Durch dick und dünn – Der Darm als unterschätztes Organ

Je älter der Körper wird, desto häufiger braucht er unsere Zuwendung. Da zwickt etwas, dort zieht es und dann gibt es noch das Unwohlsein in der unteren Bauchgegend. Wer spricht schon gern über seine Probleme auf dem Örtchen oder prahlt damit, dass demnächst eine Darmspiegelung bevorsteht? Längst ist es nicht mehr so schlimm wie noch vor ein paar Jahrzehnten, dass aus Scham nicht über die wohl wichtigste Schaltzentrale im Körper gesprochen wurde. Doch seit Bestellern wie ,,Darm mit Charme“ bekommt das wichtige Organ immer mehr Aufmerksamkeit.

Der März im Zeichen der Darmkrebsvorsorge

Bereits zum 18. Mal ruft die Felix-Burda-Stiftung, die Stiftung LebensBlicke und das Netzwerk gegen Darmkrebs e.V. ganz Deutschland auf, mehr auf den Darm zu achten und macht auf die Krebsvorsorge aufmerksam. Denn jährlich erkranken 1,4 Millionen Menschen neu an Darmkrebs und nicht nur die ältere Generation. Allein in Deutschland sind es jährlich mehr als 60.000 Neuerkrankungen.

Was die wenigsten wissen ist, dass Darmkrebs eine heilbare Krebserkrankung ist, wenn er früh genug erkannt wird. Denn wenn die gutartigen Vorstufen, die Polypen, früh entdeckt werden, können diese rechtzeitig entfernt werden bevor sie sich möglicherweise zu Krebs entwickeln. Dabei bedarf es nur einer Darmspiegelung (Koloskopie). So könnten viele der jährlich 25.000 Darmkrebs-Todesfälle vermieden werden.
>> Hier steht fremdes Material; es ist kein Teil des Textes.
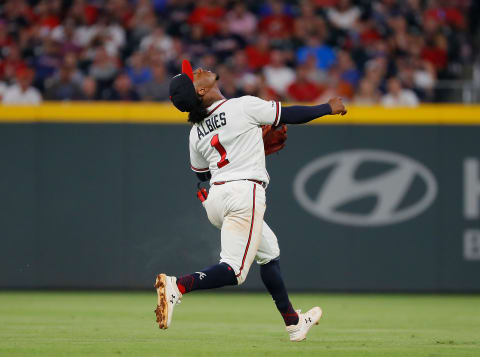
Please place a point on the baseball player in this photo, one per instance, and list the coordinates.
(228, 149)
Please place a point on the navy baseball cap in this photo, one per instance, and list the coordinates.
(182, 92)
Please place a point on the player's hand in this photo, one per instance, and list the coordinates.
(337, 106)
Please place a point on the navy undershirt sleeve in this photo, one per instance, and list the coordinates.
(299, 114)
(204, 176)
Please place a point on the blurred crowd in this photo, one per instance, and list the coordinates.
(389, 52)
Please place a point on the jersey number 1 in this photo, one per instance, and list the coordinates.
(221, 150)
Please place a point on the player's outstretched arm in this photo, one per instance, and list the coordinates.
(204, 176)
(300, 114)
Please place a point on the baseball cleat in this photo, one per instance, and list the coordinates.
(299, 331)
(168, 297)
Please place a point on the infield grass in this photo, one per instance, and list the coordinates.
(236, 324)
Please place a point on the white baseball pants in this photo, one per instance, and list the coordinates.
(237, 208)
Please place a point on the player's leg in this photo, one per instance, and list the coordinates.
(297, 324)
(242, 227)
(241, 232)
(268, 256)
(238, 208)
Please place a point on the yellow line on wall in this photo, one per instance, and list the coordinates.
(165, 113)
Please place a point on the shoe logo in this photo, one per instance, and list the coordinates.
(201, 275)
(365, 187)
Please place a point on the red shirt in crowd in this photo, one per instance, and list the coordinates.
(255, 58)
(208, 18)
(436, 56)
(277, 26)
(304, 91)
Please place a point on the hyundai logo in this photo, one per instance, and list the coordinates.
(403, 190)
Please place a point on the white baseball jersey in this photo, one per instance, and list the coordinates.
(229, 143)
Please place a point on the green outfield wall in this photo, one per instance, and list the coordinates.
(102, 196)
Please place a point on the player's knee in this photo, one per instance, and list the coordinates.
(242, 276)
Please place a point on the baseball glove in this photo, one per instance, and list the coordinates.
(274, 138)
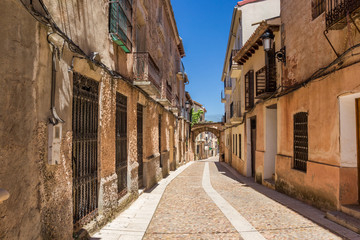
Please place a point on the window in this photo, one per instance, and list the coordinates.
(300, 141)
(317, 7)
(239, 145)
(249, 90)
(121, 143)
(120, 28)
(235, 144)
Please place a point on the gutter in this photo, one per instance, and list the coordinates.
(236, 11)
Darmgesundheit fördern, besonders im Alter

Um sich lange an einem gesunden Darm zu erfreuen, reicht es jedoch nicht, nur regelmäßig zur Vorsorge zu gehen. Gesunde Ernährung, Bewegung und ein guter psychischer Gemütszustand dürfen ebenfalls nicht vergessen werden. Denn unser Darm sollte gepflegt werden, er löst die wichtigsten Nährstoffe aus der Nahrung, die unser Körper dringend braucht. Zudem reguliert auch unseren Wasserhaushalt und bildet einen Großteil der Abwehrzellen unseres Immunsystems.
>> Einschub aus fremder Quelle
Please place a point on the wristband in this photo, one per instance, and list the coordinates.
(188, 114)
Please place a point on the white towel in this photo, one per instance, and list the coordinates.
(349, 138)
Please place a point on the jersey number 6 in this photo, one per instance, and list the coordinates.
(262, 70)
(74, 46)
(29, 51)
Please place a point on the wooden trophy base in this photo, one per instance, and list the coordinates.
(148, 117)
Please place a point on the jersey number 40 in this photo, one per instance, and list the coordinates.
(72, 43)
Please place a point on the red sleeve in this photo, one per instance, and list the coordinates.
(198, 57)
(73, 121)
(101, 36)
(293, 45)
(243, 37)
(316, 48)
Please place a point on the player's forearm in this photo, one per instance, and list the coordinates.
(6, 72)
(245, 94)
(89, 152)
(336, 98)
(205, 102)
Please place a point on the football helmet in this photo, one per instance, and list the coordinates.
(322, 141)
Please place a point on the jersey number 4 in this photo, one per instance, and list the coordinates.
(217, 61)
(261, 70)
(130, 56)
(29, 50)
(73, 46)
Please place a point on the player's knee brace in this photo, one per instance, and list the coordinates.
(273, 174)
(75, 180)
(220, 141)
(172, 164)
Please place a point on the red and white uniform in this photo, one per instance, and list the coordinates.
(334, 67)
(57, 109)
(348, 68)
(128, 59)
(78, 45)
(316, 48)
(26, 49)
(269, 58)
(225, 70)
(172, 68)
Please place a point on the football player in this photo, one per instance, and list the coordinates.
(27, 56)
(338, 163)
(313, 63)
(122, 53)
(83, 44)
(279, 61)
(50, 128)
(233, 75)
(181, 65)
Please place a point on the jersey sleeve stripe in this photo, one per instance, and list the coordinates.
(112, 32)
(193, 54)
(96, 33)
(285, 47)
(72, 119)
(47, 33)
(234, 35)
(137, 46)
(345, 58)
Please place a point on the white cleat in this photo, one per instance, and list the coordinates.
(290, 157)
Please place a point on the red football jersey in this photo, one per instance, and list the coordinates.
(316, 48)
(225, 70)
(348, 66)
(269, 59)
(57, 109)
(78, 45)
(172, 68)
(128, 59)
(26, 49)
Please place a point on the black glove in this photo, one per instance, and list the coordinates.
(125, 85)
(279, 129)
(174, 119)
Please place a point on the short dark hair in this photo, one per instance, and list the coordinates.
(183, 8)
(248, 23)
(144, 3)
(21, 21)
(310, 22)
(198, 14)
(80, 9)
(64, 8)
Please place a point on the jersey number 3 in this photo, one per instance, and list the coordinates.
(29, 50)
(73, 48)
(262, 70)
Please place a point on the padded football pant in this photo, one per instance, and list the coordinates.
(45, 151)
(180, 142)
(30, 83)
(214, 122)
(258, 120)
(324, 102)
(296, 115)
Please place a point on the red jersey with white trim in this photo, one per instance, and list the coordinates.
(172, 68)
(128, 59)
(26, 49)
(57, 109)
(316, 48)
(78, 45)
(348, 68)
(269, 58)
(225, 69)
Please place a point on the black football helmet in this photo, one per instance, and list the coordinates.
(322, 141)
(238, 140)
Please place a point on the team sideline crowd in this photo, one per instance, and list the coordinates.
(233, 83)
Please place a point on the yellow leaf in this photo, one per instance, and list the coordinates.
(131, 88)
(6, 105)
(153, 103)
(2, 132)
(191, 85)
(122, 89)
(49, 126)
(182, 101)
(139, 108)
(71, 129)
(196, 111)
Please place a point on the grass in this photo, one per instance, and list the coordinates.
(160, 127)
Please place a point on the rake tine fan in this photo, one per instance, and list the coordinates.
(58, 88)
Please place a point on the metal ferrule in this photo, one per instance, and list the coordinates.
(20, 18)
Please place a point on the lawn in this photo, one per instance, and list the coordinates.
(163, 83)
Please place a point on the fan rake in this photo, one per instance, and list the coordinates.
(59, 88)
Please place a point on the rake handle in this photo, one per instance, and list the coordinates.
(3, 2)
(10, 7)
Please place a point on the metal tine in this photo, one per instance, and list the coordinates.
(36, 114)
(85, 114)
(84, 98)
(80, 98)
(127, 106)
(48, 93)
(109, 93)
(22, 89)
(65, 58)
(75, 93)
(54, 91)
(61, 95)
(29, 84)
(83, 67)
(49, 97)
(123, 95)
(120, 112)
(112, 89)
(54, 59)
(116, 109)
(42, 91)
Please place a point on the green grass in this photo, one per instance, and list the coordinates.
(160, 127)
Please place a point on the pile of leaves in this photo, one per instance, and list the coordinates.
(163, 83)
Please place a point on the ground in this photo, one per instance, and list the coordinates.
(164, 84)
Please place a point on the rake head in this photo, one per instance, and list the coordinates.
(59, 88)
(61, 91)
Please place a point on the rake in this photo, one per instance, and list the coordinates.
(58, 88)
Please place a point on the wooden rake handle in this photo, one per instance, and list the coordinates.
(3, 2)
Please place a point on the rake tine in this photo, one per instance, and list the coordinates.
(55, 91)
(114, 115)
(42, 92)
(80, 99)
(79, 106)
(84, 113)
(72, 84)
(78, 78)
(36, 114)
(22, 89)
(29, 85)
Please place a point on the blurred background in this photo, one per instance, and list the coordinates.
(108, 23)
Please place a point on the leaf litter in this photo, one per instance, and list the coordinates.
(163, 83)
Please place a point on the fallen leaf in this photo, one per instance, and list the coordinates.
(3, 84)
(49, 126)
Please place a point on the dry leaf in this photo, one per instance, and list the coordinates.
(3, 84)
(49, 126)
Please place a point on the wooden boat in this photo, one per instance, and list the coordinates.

Insbesondere bei älteren Menschen sollte auf Darmgesundheit geachtet werden. Die Drüsen des Körpers produzieren weniger Hormone und Verdauungssekrete und die Darmflora verändert sich. In einer Studie irischer Mikrobiologen untersuchten die Wissenschaftler verschiedene Entzündungswerte von Patienten im Alter von 64  bis 102 Jahren. Sie kamen zum Ergebnis, dass Menschen, die noch zuhause leben oder von Pflegediensten wie HUMANIS 24-Stunden-rund um die Uhr (https://www.humanis-pflege.de/leistungen/24-stunden-pflege/) gepflegt werden, eine bessere Darmgesundheit aufwiesen als Pflegeheimbewohner. Ihre Darmflora hatte unterschiedlichere Bakterienarten und die Entzündungswerte waren niedriger. Die Menschen zuhause ernähren sich offenbar abwechslungsreicher.

Mit folgenden Tipps sind Sie auf dem guten Weg zum Wohlbefinden:
  • Ballaststoffreiche Ernährung für eine positive Darmflora
  • Ausreichend Wasser trinken, auch bei Blasenschwäche, damit der Darm die Flüssigkeit nicht zusätzlich aus der Nahrung holen muss
  • Regelmäßige Bewegung hilft, den Darm bei der Verdauung zu unterstützen und trägt zu seiner Gesundheit bei. Ein kleiner Verdauungsspaziergang ist manchmal also besser als das Schläfchen- oder eben beides.
  • Gesunde ballaststoffreiche und vitaminreiche Nahrungsmittel wie Gemüse, Obst und Vollkornprodukte, denn die guten Bakterien im Darm ernähren sich am liebsten von Ballaststoffen (Kohlenhydrate). Werden sie nicht ausreichend mit Ballaststoffen versorgt, machen sie sich an der Darmschleimhaut zu schaffen und schwächen letztendlich so das Immunsystem.
  • Da ältere Menschen Muskelmasse abbauen, sollte auch auf die Zufuhr von genügend Eiweiß und Kalzium gesorgt werden. Beide sind für eine gesunde Darmflora sehr wichtig.
  • Psychische Ausgeglichenheit, da unser Darm mit zahlreichen Neuronen ausgestattet ist und unsere Stimmung beeinflussen kann und natürlich auch von ihr beeinflusst wird.